Namun, bila untuk itu kita melepaskan kendali atas hidup kita sendiri, di sinilah kita kehilangan jati diri. We trade in authenticity for approval. Kita ikut tertawa bila atasan mengucapkan humor yang sebenarnya tidak lucu. Kita berusaha menyusun respons kita pada saat kita berbicara dengan orang lain. Seperti yang dikatakan Lao Tzu, filsuf dan penulis teks filosofis terkenal Tao Te Ching dan pendiri Taoisme, “Care about what other people think and you will always be their prisoner”.

Pengelolaan FOPO dalam organisasi

Identitas adalah asal berkembangnya FOPO ini. Identitas adalah rasa subyektif yang kita bangun dari pengalaman, keyakinan, nilai, memori, dan budaya kita. Identitas juga bisa datang dari ras, agama, gender, hubungan, keluarga, profesi, kebangsaan, dan masih banyak aspek lain. Orangtua kita atau pemuka agama juga bisa memengaruhi identitas ini. Identitas menjadi cara kita mendefinisikan diri, siapa saya ini.

Dalam performance based identity, kita mendefinisikan diri kita berdasarkan kesuksesan pekerjaan kita. Ben Houltberg, profesor dari USC, menyebutkan tiga hal penentu identitas berdasarkan kinerja ini, yaitu penghargaan diri, ketakutan akan kegagalan, dan perfeksionisme.

Keinginan kuat untuk berprestasi ini sering membuahkan kelelahan yang memengaruhi kesejahteraan mental, hubungan interpersonal, dan mengurangi potensi kita. Kita sibuk mengejar kompetitor karena ingin lebih unggul dari mereka, mengubah prioritas demi dapat bersaing dengan mereka hingga melupakan apa sesungguhnya kekuatan utama kita, apa yang membentuk diri organisasi kita ini.

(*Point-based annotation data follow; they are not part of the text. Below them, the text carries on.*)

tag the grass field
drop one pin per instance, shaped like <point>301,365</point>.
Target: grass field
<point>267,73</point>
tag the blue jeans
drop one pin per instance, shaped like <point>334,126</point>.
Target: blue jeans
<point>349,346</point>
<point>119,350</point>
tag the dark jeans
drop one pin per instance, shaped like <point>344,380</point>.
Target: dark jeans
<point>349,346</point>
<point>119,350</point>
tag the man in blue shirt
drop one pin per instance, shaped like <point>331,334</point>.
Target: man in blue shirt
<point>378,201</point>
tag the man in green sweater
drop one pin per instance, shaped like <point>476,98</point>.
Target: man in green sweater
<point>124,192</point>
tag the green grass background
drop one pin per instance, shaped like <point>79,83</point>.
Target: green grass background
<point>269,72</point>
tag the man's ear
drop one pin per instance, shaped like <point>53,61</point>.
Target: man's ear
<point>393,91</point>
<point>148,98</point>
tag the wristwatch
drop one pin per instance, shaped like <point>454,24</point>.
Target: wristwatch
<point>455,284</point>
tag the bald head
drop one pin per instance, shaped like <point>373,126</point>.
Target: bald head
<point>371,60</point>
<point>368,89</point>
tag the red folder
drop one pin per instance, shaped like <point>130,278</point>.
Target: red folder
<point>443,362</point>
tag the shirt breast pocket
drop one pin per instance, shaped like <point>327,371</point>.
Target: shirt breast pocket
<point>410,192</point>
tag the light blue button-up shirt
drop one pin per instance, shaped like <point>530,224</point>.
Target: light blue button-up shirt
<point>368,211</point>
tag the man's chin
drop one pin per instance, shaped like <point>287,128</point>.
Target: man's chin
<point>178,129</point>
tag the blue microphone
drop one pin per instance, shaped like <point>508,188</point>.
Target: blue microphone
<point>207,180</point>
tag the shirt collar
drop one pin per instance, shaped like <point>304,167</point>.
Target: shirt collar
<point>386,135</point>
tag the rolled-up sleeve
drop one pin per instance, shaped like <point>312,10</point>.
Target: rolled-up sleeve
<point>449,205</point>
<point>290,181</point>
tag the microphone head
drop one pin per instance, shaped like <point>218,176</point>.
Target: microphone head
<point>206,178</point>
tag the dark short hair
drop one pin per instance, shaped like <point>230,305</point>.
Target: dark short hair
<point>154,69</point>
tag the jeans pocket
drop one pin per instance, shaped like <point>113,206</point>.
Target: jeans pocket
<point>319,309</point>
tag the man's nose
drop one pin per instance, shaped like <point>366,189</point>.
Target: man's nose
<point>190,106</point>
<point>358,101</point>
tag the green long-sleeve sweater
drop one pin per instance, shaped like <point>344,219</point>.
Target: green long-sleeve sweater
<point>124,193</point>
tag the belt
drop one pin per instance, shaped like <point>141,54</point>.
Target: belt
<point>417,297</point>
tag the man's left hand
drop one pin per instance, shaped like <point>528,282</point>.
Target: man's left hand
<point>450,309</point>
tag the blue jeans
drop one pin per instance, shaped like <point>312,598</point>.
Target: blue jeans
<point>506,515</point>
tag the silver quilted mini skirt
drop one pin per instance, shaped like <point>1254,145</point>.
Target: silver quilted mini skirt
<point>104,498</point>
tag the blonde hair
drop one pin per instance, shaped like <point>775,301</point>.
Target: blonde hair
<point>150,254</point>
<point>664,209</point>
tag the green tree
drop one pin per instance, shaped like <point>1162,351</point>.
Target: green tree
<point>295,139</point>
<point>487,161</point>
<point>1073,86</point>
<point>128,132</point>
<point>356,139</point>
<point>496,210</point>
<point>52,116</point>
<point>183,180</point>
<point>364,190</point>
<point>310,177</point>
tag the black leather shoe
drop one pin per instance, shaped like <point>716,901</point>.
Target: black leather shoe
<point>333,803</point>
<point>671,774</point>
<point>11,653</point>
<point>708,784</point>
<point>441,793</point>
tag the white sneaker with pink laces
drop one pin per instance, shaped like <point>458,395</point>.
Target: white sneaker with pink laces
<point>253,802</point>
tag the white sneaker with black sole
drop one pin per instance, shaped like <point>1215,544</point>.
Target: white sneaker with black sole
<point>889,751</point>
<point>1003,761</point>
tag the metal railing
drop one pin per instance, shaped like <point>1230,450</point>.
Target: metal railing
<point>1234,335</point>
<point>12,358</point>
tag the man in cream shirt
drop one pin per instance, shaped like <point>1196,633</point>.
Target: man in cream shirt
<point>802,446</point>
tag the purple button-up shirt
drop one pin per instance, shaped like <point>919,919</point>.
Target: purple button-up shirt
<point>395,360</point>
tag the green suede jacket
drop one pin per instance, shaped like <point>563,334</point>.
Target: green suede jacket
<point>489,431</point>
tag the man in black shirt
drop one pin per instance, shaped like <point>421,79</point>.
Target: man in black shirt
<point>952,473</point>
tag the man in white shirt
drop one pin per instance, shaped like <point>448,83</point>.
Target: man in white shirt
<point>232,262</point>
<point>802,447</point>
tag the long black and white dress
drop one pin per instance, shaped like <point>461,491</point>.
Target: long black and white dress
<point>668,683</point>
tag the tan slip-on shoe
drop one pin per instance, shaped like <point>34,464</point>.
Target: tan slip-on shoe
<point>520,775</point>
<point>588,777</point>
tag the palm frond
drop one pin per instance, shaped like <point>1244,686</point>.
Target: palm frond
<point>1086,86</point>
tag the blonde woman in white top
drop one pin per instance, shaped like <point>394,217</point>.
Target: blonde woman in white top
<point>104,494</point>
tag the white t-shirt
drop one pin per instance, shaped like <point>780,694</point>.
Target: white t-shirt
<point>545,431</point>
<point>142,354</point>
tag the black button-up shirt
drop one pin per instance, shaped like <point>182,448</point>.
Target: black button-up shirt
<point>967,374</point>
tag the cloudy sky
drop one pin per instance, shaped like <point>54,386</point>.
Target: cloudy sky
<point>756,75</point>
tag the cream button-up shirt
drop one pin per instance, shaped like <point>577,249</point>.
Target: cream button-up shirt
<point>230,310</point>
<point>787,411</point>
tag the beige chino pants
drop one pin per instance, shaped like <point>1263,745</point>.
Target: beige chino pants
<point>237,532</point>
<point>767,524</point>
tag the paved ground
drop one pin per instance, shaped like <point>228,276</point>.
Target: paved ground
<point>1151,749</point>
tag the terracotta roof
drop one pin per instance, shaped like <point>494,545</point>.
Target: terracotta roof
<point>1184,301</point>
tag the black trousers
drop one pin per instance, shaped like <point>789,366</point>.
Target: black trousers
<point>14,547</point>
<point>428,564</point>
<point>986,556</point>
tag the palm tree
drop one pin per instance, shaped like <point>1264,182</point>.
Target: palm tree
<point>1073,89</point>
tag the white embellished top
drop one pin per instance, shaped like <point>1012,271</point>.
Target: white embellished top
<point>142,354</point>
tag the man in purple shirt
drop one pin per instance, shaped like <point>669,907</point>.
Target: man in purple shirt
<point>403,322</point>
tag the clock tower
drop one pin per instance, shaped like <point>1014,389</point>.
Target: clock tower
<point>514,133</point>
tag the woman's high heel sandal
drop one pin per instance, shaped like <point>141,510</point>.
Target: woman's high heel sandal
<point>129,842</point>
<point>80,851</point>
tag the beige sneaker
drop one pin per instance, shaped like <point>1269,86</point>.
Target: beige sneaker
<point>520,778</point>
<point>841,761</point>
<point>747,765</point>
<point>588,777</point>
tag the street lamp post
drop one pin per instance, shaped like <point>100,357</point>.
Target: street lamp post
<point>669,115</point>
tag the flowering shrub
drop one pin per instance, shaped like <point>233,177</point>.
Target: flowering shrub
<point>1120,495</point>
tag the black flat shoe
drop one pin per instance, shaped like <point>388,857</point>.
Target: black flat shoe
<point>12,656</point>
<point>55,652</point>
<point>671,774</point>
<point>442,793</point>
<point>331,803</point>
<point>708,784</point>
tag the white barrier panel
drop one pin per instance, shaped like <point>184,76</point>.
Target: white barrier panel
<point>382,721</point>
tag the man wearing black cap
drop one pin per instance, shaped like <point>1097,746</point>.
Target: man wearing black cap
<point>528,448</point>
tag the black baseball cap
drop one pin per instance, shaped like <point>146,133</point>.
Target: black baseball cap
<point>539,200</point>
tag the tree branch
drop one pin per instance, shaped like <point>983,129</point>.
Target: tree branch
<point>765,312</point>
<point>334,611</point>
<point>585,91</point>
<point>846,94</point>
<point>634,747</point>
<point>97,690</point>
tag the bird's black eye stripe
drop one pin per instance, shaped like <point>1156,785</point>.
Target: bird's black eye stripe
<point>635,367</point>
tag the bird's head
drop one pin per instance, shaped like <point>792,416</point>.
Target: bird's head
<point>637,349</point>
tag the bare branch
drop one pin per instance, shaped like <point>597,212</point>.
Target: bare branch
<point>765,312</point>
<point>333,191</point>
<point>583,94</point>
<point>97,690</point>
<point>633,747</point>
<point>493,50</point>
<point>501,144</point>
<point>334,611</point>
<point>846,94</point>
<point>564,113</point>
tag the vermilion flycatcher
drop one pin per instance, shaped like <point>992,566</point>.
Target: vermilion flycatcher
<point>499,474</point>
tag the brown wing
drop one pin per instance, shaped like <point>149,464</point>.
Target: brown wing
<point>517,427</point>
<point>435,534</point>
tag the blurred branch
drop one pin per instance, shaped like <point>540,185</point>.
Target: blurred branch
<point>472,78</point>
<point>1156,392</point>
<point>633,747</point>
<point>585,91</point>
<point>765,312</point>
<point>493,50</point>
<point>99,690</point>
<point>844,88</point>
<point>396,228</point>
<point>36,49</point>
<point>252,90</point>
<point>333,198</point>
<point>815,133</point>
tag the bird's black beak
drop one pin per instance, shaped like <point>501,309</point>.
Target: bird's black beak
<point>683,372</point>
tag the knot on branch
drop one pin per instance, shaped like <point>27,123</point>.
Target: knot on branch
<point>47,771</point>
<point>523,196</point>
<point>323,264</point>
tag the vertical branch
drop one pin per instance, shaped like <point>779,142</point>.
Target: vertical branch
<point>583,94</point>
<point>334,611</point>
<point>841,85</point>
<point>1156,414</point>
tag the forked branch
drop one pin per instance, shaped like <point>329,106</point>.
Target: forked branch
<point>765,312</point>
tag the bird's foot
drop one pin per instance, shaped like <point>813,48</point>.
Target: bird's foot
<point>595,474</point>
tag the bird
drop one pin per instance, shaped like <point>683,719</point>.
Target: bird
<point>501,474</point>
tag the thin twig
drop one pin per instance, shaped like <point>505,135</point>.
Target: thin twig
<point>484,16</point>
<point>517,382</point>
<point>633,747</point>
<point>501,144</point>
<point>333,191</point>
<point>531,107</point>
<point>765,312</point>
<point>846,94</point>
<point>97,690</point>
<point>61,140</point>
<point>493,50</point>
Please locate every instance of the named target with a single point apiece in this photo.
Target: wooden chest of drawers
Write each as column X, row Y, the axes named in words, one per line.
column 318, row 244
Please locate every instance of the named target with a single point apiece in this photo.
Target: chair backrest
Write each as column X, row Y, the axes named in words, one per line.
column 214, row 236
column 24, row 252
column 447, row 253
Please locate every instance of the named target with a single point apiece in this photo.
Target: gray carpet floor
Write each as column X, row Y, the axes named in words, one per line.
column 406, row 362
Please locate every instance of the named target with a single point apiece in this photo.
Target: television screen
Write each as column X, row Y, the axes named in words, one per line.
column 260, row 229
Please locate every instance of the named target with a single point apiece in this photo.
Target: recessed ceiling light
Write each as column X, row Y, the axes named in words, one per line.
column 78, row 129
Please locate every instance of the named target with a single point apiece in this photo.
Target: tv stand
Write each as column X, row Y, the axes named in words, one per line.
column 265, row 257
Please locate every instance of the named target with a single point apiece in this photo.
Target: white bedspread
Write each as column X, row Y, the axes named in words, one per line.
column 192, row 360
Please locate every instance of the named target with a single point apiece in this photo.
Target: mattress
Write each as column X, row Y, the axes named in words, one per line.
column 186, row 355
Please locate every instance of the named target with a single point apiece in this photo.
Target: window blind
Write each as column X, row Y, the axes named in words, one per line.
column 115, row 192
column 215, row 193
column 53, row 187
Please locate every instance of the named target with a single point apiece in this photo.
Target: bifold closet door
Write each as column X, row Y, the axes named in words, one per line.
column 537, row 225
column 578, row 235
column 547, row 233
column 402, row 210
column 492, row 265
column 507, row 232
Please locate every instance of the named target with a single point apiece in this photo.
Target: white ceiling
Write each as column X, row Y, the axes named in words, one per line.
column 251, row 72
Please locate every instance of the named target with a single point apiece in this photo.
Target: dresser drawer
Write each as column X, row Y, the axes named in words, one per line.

Untuk organisasi yang berorientasi kinerja jangka pendek, pendekatan tersebut memang cara tercepat mencapai hasil. Namun, hal ini merupakan pendekatan jangka pendek yang pada akhirnya membuat karyawan merasa cemas, kelelahan, dan kurang efektif dalam pekerjaannya.

Alternatif lain adalah membudayakan kekuatan identitas pada purpose-based identity. Identitas ini didapatkan dari niat di dalam, yang umumnya memiliki nilai intrinsik bagi kita sekaligus lebih besar dari kita. Purpose menjadi filter dalam pengambilan keputusan, menentukan prioritas, dan membuat pilihan. Kita bukan mempertanyakan “apa pendapat orang mengenai pekerjaan saya”, melainkan apakah saya bertindak sesuai dengan purpose (niat) saya?

Seorang salesman yang berlandaskan purpose based identity tidak berfokus pada pencapaian target penjualan, tetapi berupaya memastikan bahwa solusi yang diberikan dapat menyelesaikan masalah kliennya dan membuat hidup mereka lebih baik. Dengan identitas ini, alih-alih kelelahan karena mengejar target, ia justru terus dipenuhi energi positif yang mendorongnya untuk terus berkontribusi.

Sebagai timbal baliknya, klien pun merasa senang karena mendapatkan produk dan solusi yang benar-benar bermanfaat dan dengan senang hati merekomendasikan produk tersebut pada orang lain.

For people with a purpose-based identity, it’s not other people’s praise that drives them, it’s the meaning of what they’re doing and the impact they can make. Those are two very different types of fuel: One is sustainable, and the other will burn you out.